Site icon Berita Kota Makassar

Sidrap Narkoba Diblender, Badik Digurinda

oplus_2

SIDRAP, BKM — Kejari Sidrap melakukan pemusanahan barang bukti yang digelar secara terbuka dengan cara diblender dan digurinda di halaman Kantor Kejari Sidrap, Selasa (27/5). Pemusanahan barang bukti dipimpin Pelaksana Harian (Plh) Kepala Kejari Sidrap, Andi Mujahidah didampingi para Kepala Seksi, staf Kejari, serta dihadiri puluhan mahasiswa dan pelajar dari berbagai institusi pendidikan di Sidrap.

Kegiatan ini berdasarkan putusan Pengadilan Negeri Sidrap dan SP Kepala Kejari Sidrap Nomor Print-504/P.4.30/BPApa.1/05/2025 tanggal 6 Mei 2025, Kejari Sidrap melaksanakan perintah eksekutorial untuk memusnahkan barang bukti yang telah memiliki kekuatan hukum tetap (inkracht van gewijsde).
Barang bukti yang dimusnahkan berupa 111,4260 gram sabu-sabu, 160 butir pil ekstasi, tiga buah alat hisap sabu (bong), dua bilah badik, satu unit handphone, satu timbangan digital, dua corong plastik, empat
buah korek gas dan satu unit mesin pres plastik. Keseluruhan barang bukti berasal dari berbagai perkara tindak pidana umum, utamanya kasus narkotika dan penganiayaan berat yang mengakibatkan kematian.

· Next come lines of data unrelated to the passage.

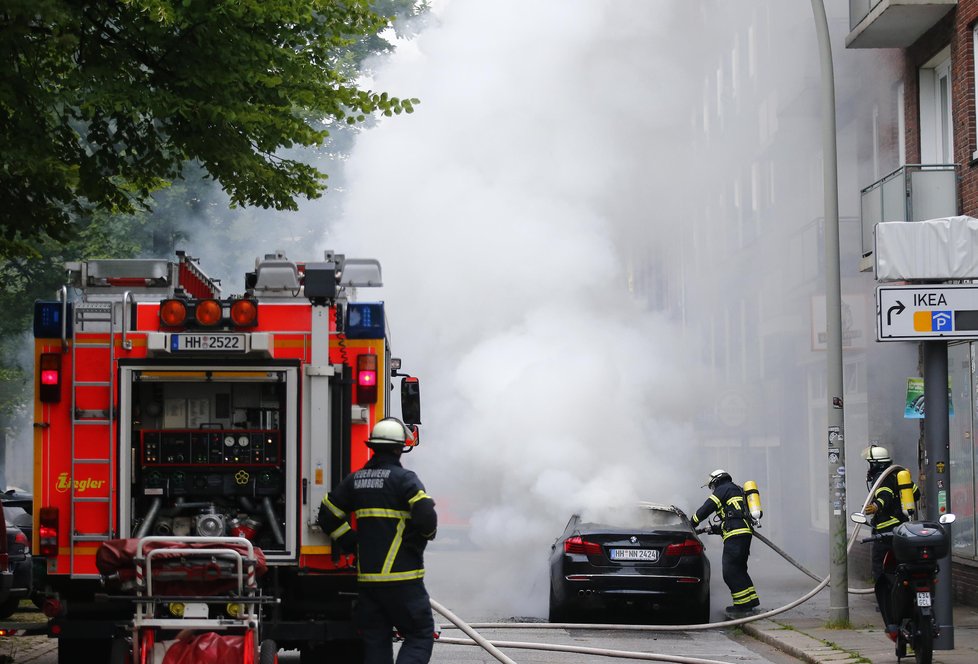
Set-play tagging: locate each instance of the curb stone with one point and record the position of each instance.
(798, 644)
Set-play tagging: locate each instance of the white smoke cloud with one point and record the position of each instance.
(497, 210)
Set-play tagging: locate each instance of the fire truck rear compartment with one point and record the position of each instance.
(209, 454)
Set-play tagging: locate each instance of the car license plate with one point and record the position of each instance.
(195, 610)
(234, 343)
(650, 555)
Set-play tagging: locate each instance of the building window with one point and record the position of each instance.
(936, 135)
(901, 126)
(974, 56)
(751, 52)
(876, 142)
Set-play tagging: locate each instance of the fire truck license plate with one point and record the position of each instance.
(635, 554)
(192, 342)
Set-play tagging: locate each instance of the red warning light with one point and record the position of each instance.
(367, 379)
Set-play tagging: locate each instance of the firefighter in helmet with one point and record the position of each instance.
(395, 520)
(886, 513)
(729, 502)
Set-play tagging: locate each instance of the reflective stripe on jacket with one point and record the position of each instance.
(729, 501)
(394, 518)
(889, 512)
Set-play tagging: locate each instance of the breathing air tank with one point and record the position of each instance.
(753, 499)
(905, 487)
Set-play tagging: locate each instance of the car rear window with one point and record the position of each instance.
(639, 518)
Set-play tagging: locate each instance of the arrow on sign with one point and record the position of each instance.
(889, 313)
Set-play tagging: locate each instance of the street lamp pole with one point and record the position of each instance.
(839, 571)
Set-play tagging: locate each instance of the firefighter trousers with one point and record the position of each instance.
(385, 607)
(736, 551)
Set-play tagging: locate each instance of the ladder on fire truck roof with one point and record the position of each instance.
(109, 288)
(92, 415)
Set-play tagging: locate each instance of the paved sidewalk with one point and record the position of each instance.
(805, 636)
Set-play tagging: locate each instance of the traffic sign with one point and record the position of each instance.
(911, 313)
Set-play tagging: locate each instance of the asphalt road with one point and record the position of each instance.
(468, 582)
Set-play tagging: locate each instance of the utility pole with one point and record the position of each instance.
(839, 569)
(937, 442)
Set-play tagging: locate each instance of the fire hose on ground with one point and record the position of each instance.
(492, 647)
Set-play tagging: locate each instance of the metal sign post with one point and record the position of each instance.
(937, 441)
(932, 314)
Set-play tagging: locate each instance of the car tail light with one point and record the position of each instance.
(50, 370)
(366, 379)
(690, 547)
(48, 531)
(244, 313)
(208, 313)
(173, 313)
(577, 545)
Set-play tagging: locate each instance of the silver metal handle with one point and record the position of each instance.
(126, 297)
(63, 296)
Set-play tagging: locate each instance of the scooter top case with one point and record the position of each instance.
(919, 541)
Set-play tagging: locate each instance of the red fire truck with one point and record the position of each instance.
(163, 408)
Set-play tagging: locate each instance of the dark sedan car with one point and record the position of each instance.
(646, 559)
(18, 583)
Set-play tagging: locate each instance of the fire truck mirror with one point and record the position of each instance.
(411, 400)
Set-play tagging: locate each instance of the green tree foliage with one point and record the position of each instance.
(103, 102)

Plh Kajari Sidrap Andi Mujahidah menegaskan pemusnahan barang bukti merupakan bagian penting dalam penegakan hukum yang mengedepankan asas kepastian hukum dan perlindungan masyarakat.
“Tugas jaksa bukan hanya menuntut, tapi juga memastikan bahwa proses hukum ditindaklanjuti secara tuntas. Eksekusi ini adalah bagian dari azas ultimum remedium — penindakan sebagai langkah akhir setelah jalur hukum ditempuh,” ujarnya.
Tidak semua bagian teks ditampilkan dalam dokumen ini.